Two homes, 19 outbuildings and two vehicles were lost in the blaze that burnt more than 2,700 hectares of land south-east of Adelaide amid extreme heat, before it was declared contained last night.

Rain began falling over the area yesterday afternoon, with Adelaide going on to record its wettest January day in 44 years.

Almost 30 millimetres of rain were recorded at the West Terrace CBD weather station in the 24 hours until 9:00am today, causing minor flooding in the western and inner-southern suburbs.

“Yesterday — with that 29.8mm — was our wettest January day since 1977, so it’s been quite a long time since we’ve had a January day at least that’s been this wet,” said Bureau of Meteorology (BOM) forecaster Bonnie Haselgrove.

There were even higher falls in northern parts of the state as thunderstorms moved across, with more than 50mm near Leigh Creek.

Closer to the fireground, more than 36mm fell in Aldgate — the wettest 24 hours there since June 2019.

A house destroyed in the Cherry Gardens bushfire.(ABC News: Isabel Dayman)

CFS volunteers are keeping watch for flare-ups and embers on the fireground, along with staff from SA Water and National Parks.

CFS incident controller Scott Turner said while the rain had been welcome, it had been a hindrance for backburning efforts.

“Once the rain abates and the moisture dries out a bit in the next 24 hours, we will commence burning operations on the northern area,” he said.

Minor flooding on Goodwood Road at Westbourne Park after rain on Monday.(ABC News: Eugene Boisvert)

Mr Turner warned that the reopening roads should not be viewed as an invitation for people who are not local to travel to the area.

“Please pay respect to those that are dealing with this fire and we will have a considerable volume of traffic from fire service and support agency personnel as we continue to assess the scene over coming days.”
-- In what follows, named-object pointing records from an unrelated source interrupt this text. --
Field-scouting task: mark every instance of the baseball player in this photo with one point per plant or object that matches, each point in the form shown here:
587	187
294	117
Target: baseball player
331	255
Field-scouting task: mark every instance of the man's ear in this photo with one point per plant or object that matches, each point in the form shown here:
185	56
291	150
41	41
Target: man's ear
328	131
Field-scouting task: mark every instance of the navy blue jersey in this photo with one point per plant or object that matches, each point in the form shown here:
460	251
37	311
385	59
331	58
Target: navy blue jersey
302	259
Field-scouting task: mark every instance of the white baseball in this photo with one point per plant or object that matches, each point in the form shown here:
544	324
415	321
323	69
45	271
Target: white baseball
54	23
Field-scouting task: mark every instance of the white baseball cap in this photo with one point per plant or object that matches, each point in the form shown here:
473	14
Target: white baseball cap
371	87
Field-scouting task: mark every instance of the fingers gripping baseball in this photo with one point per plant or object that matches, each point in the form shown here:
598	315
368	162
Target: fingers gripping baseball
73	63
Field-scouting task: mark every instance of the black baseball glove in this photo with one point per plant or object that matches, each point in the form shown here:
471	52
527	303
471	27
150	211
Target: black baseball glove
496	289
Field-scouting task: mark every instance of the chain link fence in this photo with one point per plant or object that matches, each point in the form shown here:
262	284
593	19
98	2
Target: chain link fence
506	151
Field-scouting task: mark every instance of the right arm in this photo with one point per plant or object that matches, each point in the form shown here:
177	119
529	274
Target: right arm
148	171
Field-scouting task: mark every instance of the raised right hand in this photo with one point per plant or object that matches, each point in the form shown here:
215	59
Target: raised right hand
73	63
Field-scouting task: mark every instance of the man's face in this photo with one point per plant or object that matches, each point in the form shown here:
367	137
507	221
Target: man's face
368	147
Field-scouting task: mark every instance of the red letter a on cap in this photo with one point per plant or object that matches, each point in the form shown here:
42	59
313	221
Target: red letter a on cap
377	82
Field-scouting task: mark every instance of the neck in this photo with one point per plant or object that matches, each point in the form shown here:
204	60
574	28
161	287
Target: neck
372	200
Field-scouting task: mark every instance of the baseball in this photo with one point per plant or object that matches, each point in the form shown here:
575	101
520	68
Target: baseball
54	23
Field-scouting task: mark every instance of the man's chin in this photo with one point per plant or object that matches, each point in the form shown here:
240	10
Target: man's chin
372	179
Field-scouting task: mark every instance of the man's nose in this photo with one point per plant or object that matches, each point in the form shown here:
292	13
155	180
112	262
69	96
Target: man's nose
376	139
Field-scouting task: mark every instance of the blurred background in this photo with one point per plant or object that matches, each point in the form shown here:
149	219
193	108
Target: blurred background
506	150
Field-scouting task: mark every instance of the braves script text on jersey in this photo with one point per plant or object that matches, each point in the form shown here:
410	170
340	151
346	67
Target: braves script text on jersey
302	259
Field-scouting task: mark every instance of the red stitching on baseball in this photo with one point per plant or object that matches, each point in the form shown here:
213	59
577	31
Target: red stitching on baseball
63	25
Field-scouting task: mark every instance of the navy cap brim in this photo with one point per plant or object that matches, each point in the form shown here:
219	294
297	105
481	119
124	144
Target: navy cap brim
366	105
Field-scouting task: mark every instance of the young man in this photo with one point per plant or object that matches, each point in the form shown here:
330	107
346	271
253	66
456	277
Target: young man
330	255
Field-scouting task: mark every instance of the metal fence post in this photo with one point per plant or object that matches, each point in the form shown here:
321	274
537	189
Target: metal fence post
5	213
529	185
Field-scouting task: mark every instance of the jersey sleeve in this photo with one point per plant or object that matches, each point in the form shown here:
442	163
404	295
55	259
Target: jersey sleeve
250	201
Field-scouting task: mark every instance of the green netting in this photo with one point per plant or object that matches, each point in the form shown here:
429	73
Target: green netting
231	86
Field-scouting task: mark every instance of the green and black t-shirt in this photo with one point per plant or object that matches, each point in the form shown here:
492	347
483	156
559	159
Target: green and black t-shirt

Bushland near the entrance to Scott Creek Conservation Park blackened by the Cherry Gardens bushfire.(ABC News: Isabel Dayman)

More residents tell of lucky escapes

The fire reached the boundary of George Wood’s Scott Creek property on Sunday night.

He said the flames made the hills look “like New York at night” — but they never got closer than 200 metres away from his house.

“We couldn’t go into the bush, so we basically had to sit and wait for it to come to the fence line and hope there wasn’t a wind change or other factors,” he said.

“We were very concerned about spotting as well but … the wind was low, which was our saving factor.”

Scott Creek resident George Wood prepared his home with pumps and sprinklers.(ABC News: Isabel Dayman)

Mylor resident Susan said she was experiencing “mixed emotions”.

She lost her home in a bushfire in the 1980s but yesterday discovered her house was still intact.

“It was like somebody said, ‘OK, you’ve had enough, here’s some to help’.”


Investigations into what sparked the bushfire are continuing.

Senior Constable Mick Abbott said police were seeking any information about suspicious behaviour in the area on Sunday.

“Detectives are after anyone that may have been in that area between 3:00pm and 4:30pm in the Cherry Gardens, Dorset Vale, or Clarendon areas that may have seen anything suspicious or may have been just driving in the area and may have dashcam [footage],” he said.